La courte saison des myrtilles
La meilleure période pour voyager sous le signe de la baie bleue s’étend de juillet à fin août – idéale pour les randonnées et les découvertes culinaires. Les restaurants et les auberges servent alors des spécialités comme les crêpes aux myrtilles, les gsälz et les tartes aux myrtilles fraîches des bois. Si vous souhaitez les cueillir vous-même, c’est en juillet et en août que vous en aurez le plus l’occasion. Selon le temps et l’altitude, les baies mûres peuvent être cueillies jusqu’au début du mois de septembre. À partir de la mi-juillet, la récolte principale commence et les familles ainsi que les groupes de randonneurs parcourent les forêts de sapins autour du village.
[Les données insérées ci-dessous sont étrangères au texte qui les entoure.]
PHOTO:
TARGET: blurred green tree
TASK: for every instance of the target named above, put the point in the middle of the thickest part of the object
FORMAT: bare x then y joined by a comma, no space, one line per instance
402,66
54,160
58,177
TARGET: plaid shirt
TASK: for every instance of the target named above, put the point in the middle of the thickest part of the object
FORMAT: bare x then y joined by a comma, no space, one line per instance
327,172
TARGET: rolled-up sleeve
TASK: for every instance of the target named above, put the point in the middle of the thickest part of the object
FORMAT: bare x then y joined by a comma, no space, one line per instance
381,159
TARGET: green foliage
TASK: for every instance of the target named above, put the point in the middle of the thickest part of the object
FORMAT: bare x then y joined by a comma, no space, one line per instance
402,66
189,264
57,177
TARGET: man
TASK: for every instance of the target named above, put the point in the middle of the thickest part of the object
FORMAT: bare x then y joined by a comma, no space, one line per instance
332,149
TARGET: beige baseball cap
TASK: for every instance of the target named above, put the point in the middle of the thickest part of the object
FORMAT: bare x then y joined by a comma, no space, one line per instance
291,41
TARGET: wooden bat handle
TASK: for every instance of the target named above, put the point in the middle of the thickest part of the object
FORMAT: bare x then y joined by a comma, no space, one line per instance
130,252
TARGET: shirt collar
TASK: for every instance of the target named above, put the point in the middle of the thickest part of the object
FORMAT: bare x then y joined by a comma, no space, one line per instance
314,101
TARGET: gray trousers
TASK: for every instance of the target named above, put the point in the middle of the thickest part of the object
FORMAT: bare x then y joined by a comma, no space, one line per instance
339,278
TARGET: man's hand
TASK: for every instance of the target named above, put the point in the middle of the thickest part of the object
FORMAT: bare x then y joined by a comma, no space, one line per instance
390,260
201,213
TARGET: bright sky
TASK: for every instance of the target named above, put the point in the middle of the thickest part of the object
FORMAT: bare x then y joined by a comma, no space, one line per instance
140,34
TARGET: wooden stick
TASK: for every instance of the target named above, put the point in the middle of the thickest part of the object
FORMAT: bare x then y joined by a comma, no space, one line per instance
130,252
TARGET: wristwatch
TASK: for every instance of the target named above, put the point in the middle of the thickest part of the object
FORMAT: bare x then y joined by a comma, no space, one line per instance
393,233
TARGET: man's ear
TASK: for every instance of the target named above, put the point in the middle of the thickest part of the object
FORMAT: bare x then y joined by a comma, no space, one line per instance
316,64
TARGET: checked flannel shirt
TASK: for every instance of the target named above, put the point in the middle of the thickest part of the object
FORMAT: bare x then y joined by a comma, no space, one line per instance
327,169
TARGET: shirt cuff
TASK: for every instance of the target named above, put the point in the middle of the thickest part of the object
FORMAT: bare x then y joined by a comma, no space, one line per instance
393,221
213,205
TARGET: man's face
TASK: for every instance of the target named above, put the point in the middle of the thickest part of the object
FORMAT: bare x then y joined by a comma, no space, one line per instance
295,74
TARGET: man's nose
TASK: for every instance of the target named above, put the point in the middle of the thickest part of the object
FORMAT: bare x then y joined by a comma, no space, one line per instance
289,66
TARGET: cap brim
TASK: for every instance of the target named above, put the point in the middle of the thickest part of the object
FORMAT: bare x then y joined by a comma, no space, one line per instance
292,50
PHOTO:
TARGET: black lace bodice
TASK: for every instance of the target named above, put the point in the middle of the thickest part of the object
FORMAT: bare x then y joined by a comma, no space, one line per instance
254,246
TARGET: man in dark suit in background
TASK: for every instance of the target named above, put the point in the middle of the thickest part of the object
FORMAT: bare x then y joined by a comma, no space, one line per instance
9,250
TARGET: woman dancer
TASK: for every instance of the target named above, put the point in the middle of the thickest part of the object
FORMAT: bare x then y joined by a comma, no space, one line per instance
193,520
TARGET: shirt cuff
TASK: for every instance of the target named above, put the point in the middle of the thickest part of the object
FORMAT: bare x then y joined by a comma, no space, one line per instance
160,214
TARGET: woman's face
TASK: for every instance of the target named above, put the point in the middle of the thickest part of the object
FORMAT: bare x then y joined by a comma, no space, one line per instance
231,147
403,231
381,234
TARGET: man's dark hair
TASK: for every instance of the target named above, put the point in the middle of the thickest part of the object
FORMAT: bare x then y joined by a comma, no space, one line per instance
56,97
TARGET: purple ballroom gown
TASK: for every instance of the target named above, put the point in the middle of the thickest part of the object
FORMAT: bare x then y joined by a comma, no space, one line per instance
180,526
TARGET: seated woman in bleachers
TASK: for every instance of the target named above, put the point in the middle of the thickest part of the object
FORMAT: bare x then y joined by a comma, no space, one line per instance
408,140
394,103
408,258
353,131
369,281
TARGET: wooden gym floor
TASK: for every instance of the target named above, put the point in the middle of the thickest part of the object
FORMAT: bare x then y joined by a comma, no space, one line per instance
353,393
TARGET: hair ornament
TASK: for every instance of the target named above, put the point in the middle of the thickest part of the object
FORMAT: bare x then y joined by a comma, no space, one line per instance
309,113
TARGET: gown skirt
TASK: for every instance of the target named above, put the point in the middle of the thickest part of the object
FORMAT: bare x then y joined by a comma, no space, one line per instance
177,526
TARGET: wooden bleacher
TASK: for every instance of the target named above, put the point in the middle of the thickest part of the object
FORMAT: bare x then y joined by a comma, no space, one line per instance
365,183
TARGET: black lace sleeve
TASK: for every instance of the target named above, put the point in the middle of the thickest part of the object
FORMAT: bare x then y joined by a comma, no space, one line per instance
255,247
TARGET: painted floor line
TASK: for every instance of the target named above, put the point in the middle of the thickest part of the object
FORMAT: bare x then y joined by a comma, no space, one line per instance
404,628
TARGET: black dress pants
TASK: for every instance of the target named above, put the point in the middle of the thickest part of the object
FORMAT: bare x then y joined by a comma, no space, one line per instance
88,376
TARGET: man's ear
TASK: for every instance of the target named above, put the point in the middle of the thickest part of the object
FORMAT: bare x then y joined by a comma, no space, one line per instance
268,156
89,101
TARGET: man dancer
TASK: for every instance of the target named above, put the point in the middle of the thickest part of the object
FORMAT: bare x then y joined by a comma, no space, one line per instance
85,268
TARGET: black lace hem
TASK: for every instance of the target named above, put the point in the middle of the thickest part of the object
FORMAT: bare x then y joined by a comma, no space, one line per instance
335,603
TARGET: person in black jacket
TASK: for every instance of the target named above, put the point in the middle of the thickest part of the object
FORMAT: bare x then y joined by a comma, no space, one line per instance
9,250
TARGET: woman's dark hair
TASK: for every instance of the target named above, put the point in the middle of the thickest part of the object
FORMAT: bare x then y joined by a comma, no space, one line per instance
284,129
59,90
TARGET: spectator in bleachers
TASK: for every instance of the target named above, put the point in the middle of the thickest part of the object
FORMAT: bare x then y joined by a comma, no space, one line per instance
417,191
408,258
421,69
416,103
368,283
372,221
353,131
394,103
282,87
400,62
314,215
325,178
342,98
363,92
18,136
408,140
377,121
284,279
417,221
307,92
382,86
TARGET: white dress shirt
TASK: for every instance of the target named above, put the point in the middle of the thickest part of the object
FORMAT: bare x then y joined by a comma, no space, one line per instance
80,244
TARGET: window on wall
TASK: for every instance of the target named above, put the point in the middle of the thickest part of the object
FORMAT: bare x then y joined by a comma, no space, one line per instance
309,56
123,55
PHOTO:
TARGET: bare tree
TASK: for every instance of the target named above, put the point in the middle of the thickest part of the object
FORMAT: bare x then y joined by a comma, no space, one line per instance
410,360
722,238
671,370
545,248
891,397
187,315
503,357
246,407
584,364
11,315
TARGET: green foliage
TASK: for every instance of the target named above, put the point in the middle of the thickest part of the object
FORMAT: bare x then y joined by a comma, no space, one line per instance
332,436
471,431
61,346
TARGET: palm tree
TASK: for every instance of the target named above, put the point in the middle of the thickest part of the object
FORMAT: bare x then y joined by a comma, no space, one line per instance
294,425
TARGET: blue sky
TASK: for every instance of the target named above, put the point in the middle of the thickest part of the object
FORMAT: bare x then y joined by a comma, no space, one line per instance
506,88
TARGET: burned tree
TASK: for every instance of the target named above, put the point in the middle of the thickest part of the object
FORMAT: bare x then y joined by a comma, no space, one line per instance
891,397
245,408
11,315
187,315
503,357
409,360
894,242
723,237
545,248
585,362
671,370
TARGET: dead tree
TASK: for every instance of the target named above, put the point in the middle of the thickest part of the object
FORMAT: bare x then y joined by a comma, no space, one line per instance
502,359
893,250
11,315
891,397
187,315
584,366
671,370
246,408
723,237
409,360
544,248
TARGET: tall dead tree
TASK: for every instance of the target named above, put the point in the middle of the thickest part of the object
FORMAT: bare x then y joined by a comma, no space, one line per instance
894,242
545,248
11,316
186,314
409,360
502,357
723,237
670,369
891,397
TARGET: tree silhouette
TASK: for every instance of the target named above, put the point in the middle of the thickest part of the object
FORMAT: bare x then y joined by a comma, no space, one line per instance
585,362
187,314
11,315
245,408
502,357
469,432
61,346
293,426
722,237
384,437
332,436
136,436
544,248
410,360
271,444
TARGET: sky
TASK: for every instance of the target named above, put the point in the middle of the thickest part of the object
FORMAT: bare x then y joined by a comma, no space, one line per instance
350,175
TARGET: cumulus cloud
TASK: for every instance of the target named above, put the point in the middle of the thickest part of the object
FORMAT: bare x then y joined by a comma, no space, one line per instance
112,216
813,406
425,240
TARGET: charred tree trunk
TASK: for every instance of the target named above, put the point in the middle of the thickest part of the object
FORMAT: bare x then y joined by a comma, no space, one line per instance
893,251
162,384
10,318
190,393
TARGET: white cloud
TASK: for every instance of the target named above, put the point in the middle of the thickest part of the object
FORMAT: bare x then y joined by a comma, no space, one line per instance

Chaque année, à la fin du mois de juillet, a lieu la semaine de la myrtille à Enzklösterle avec, en point d’orgue, le couronnement de la princesse de la myrtille et un énorme buffet de tartes aux myrtilles. Dans la maison de la myrtille, les visiteurs peuvent acheter toute l’année des produits régionaux tels que gsälz, moutarde, chutney, vinaigre, jus, pâtisseries ou saucisses grillées à la moutarde de myrtille. Pendant la saison, le Biergarten de l’Adventure Golfpark, au centre d’Enzklösterle, est un lieu de rencontre apprécié des amateurs de myrtilles. Les crêpes aux myrtilles de Nicolette Kern, en particulier, attirent des habitués, même de Stuttgart.

Randonnée dans le bleu
Les myrtilles des bois se ramassent traditionnellement dans des endroits secrets réservés aux familles, mais le long de la Haute Route de la Forêt-Noire, les visiteurs peuvent aussi en trouver. Les lisières de forêt regorgent d’endroits, souvent à proximité immédiate des sentiers de randonnée. Enzklösterle est considéré comme le centre des myrtilles sauvages et propose des visites guidées en juillet et en août. La station climatique se trouve dans la vallée supérieure de l’Enz et est entourée d’épaisses forêts de sapins. Le sentier de randonnée premium Heidelbeerweg fait le tour de la localité sur 13 kilomètres. Des panneaux thématiques le long du chemin expliquent l’importance des myrtilles pour la région. Le sentier varié serpente à travers les rochers couverts de mousse et les forêts. Mais cette popularité a des conséquences : Le long du chemin, les arbustes sont souvent cueillis à vide.

Conseil : course des bergers à Wildberg
En juillet, à la saison des myrtilles et les années paires, Wildberg célèbre la course des bergers (Schäferlauf) – une fête de 300 ans de tradition qui honore le métier de berger sous toutes ses facettes. Ce n’est pas un hasard si la course des bergers, tout comme la cueillette des myrtilles, remonte à trois siècles : toutes deux sont nées de changements dans la végétation. La transhumance utilisait les surfaces ouvertes et arides de la Forêt-Noire après le défrichage. Si vous souhaitez vivre de près une tradition vivante, réservez la date : La course des bergers à Wildberg aura de nouveau lieu du 17 au 20 juillet 2026. Une visite qui en vaut la peine !
Le voyage de recherche a été soutenu par l’Office du tourisme de la Forêt-Noire.